I used to try very hard to fit in with varying results. Now I just pretty much assume that I'm not going to be included. I do try to get on with everyone but don't go over and above.

I have no idea how to rectify it. I hazard a guess that I am very direct and people don't really like it.

If I died tomorrow I doubt many people would come to my funeral. Sad

ShiftingSands21 · 02/03/2022 16:29

Yep this is painfully familiar. Graduated top of my school but have dropped out of uni so many times I have lost count. I seem to find actual life much harder than my peers. I don’t think this is just about resilience in the face of failure as someone upthread suggested. I have “tried again” a lot of times!! I think burnout, social problems and coping with the complexity of adult life is more it.

BoardLikeAMirror · 02/03/2022 19:12

I had an immensely high reading age as a young child - I pretty much learned to read fluently overnight (and I can remember the first book I read to myself, sitting up in bed feeling pure pleasure as the words were just there on the page) but apart from that I was a grafter, rather than 'gifted' - did very well in exams, went to a good university etc. I was the sort of person who knew about a handful of things to 'expert' level at a precocious age.

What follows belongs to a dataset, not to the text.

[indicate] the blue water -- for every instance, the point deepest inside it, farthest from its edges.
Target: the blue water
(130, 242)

At infant school we used to get a choice of 'reading cards' or colouring sheets - they were those cards in different colours, rose, green, violet etc. Of course 29 people in the class chose to colour in - I always chose the cards and pretty much finished them off in a year whereas most people were still on the first colour.

I don't have any gifts as an adult or at least nothing that translates into a high-flying career.

I have always worked very hard at work but have always struggled. My face just never really fits. I am always the person to be left out or forgotten. If somebody's Birthday is forgotten it will be mine.

This is exactly me, too.

BoardLikeAMirror · 02/03/2022 19:17

I'm also very good at exams in the pure technique sense. Whatever the exam format I seem to have an instinct to work through it in a way that will get me the best results, and my brain responds to the pressure and 'flushes out' information from my subconscious.

Whydoesthecatalwaysdothat · 02/03/2022 19:20

@ShiftingSands21

Yep this is painfully familiar. Graduated top of my school but have dropped out of uni so many times I have lost count. I seem to find actual life much harder than my peers. I don’t think this is just about resilience in the face of failure as someone upthread suggested. I have “tried again” a lot of times!! I think burnout, social problems and coping with the complexity of adult life is more it.
Yes, me too.

I almost wish I had chosen a career where it is acceptable to be socially challenged like engineering or IT as I would have fitted right in!

Forshorttheycallmecomp · 02/03/2022 19:21

I’d have been classified as gifted if it was a label then, straight A student though i would say with the benefit of hindsight I wasn’t the intellectual superstar “gifted” of which I came across a few at uni.

I still pick things up easily but I’m not outstanding in any particular field now. Quite good at juggling lots of priorities, which I feel was honed during juggling 5 A levels worth of work, but nothing other people don’t do too.